One third of all downtime incidents are attributed to DDoS attacks.
$150 can buy a week-long DDoS attack on the black market.

Ethereum nodes have a Public IP Address, most of them running open source clients. Some could be operating behind a Proxy, a sophisticated firewall that supports Deep Packet Inspection, placed in an ISP Network that offers Clean Bandwidth and protection against typical volumetric DDoS attacks. But that is not the default expectation or vision for a participant’s experience.

If patching a fleet of servers with a bugfix in a centralized environment such as a company where there is no choice but to comply - is a pain, I couldn’t fathom to imagine the state of patches in the nodes running Ethereum. Ethereum does focus on client diversity so that bugs in one client type does not bring the entire network down but it also notable that Ethereum suffers from a concentration risk problem.

Turns out some of these questions and concerns are at least partially addressed in the protocol design of DevP2P. This article is the first amongst a series that takes a look into the internals, and a summary of what I found when I plunged headlong into the rabbithole of the Ethereum Networking Stack. These findings are a result of running Wireshark Utilities on a Full Node a Prysm Consensus + Besu Execution client without depositing 32 ETH or running the validator process. This specific article is a gentle introduction to the history of Overlays and the Ethereum Networking Overlay stack - DevP2P.

Ethereum is a peer-to-peer network with thousands of nodes that must be able to communicate with one another using standardized protocols. The "networking layer" is the stack of protocols that allow those nodes to find each other and exchange information. This includes "gossiping" information (one-to-many communication) over the network as well as swapping requests and responses between specific nodes (one-to-one communication). Each node must adhere to specific networking rules to ensure they are sending and receiving the correct information.

History of Overlays

"Mr. Watson come here. I want to see you."

Alexander Graham Bell spoke to Watson, his assistant and set off a momentous revolution in the world of networks by speaking through electromagentism. William B Coy, inspired by Alexander Graham Bell’s lecture operationalized the world’s first commercial telephone exchange in New Haven, Connecticut in April 1878. The exchange featured a central switchboard, to allow any of it’s 21 clients to talk to each other if they had a telephone. For several decades while the capability and functionality of these switches improved exponentially the underlying objective was essentially the same. Create a closed circuit or connect the line between two parties that wished to speak to each other. This type of switching was called circuit switching. The Public Switched Telephone Network (PSTN) was born by connecting sections of clients and the exchanges that connected them.

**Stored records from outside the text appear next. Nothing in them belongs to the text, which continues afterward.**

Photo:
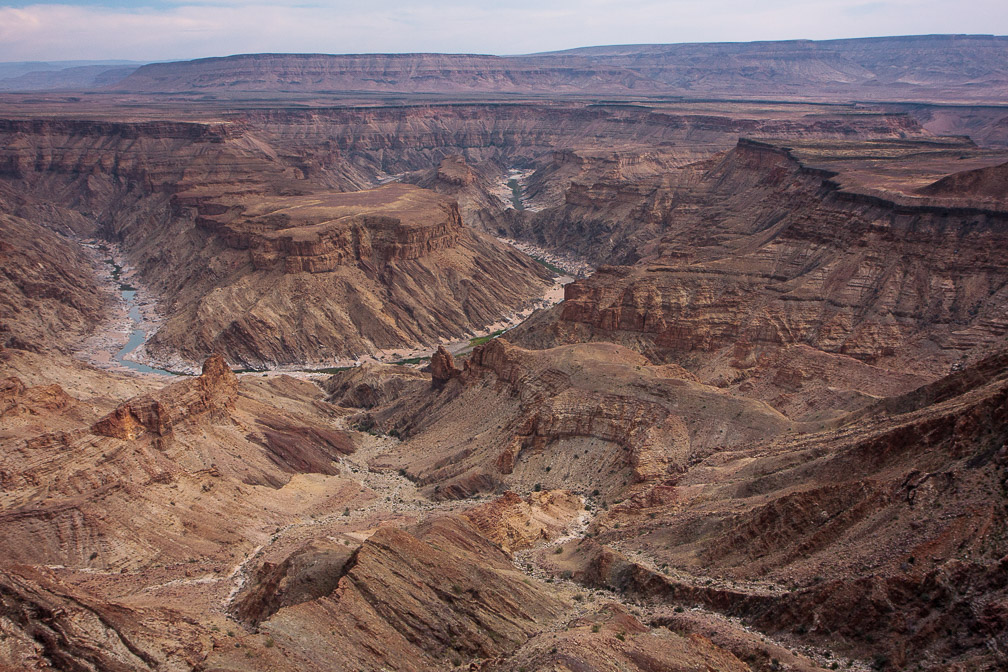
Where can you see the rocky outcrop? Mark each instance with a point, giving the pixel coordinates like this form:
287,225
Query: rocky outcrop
979,184
435,595
47,625
213,394
780,531
320,233
593,417
443,368
373,385
49,295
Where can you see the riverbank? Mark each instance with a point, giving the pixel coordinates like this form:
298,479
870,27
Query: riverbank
120,344
117,345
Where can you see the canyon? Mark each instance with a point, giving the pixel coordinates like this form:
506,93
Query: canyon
765,428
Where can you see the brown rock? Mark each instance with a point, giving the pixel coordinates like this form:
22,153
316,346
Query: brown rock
443,368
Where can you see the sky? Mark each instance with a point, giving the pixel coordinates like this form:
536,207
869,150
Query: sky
177,29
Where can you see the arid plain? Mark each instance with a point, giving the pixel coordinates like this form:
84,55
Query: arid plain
766,428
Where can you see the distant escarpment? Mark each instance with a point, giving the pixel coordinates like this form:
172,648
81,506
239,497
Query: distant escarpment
910,68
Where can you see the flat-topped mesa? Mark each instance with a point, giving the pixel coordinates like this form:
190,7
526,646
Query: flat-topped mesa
320,232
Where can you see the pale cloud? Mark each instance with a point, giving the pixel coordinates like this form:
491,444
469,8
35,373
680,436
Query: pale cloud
195,28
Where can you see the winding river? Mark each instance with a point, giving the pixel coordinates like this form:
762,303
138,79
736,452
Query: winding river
138,336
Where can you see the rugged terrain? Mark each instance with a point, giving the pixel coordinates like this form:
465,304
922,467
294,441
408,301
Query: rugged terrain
766,430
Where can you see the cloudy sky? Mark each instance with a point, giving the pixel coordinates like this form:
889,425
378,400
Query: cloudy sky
171,29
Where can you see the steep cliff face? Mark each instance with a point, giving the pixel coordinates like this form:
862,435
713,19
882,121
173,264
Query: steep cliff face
754,253
49,293
885,68
883,535
592,417
250,257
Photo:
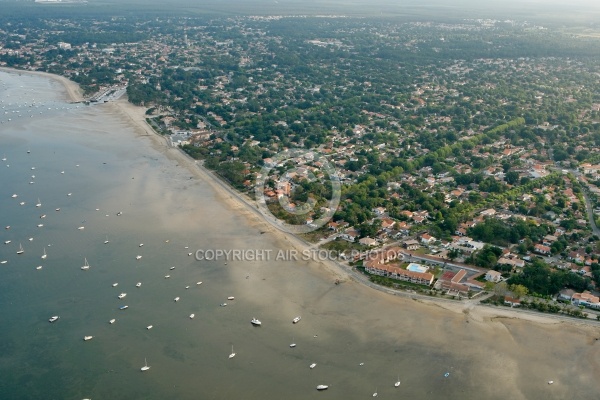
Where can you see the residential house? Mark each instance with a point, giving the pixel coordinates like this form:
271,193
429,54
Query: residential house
511,301
586,299
427,239
493,276
411,244
541,249
367,241
421,278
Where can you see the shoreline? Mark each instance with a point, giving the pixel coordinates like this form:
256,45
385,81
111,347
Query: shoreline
72,89
136,117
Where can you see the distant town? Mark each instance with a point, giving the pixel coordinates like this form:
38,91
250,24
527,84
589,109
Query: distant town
467,150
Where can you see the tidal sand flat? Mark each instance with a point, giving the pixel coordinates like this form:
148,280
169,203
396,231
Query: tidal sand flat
128,186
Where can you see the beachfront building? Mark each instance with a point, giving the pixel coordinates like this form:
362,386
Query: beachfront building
586,299
395,272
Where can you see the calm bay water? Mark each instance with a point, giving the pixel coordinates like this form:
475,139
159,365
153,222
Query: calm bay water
107,170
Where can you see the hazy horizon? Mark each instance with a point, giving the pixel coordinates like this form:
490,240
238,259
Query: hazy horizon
555,11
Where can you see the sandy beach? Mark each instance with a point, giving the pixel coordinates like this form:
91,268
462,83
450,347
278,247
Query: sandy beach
494,352
72,89
243,205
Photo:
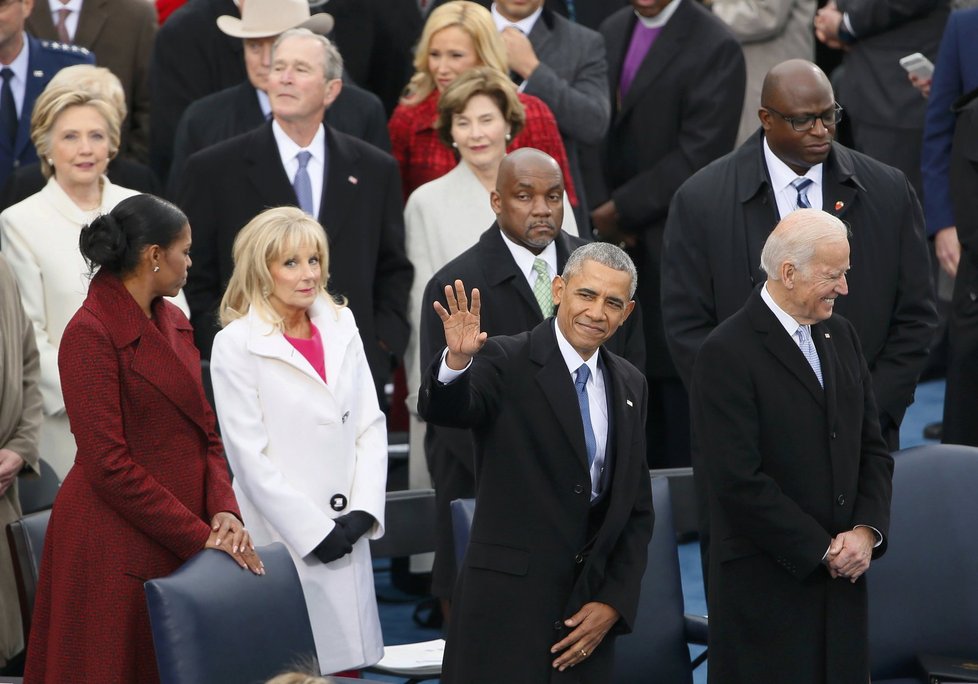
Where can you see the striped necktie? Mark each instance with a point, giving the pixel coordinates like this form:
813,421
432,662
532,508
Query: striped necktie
542,289
801,187
807,347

The internet as an Overlay

The internet is an overlay on the phone network. In the early 1930s the telegraph printers also known as teleprinter, that evolved from the iterative innovations in the field of telegraph, was adapted and overlaid to run on a circuit switching network to facilitate point to point or even multipoint communication. And then came fax machines. The early internet (ARPANET) was overlaid on Public Switched Telephone Network (PSTN). The early pioneers of the internet innovated on computer nodes and the hardware at the edge that connected to this network while piggybacking on the extensively available telephone network, TCP/IP was born, Tim Berners Lee creates the hypertext protocol at CERN unleashing the era of the internet dubbed as Web1.0. The internet was so consequential that it nudged the Jurassic telephone network to adapt its core based on the IP. This phenomenon is called inversion. Regulation and a best effort service model allowed the IP layer to be overlaid on any Network link layer and below. This open model created unprecedented permission-less innovation.

The Internet is Overlaid

The internet movement spawned a new breed of innovators that always believed in the vision that the internet would be the path to a permissionless, decentralized, censorship-resistant future. These innovators used overlay networks on top of the internet to establish decentralised peer to peer (p2p) systems. Here’s this lovely illustration by Paratii that traces the history and contributions of the p2p movement.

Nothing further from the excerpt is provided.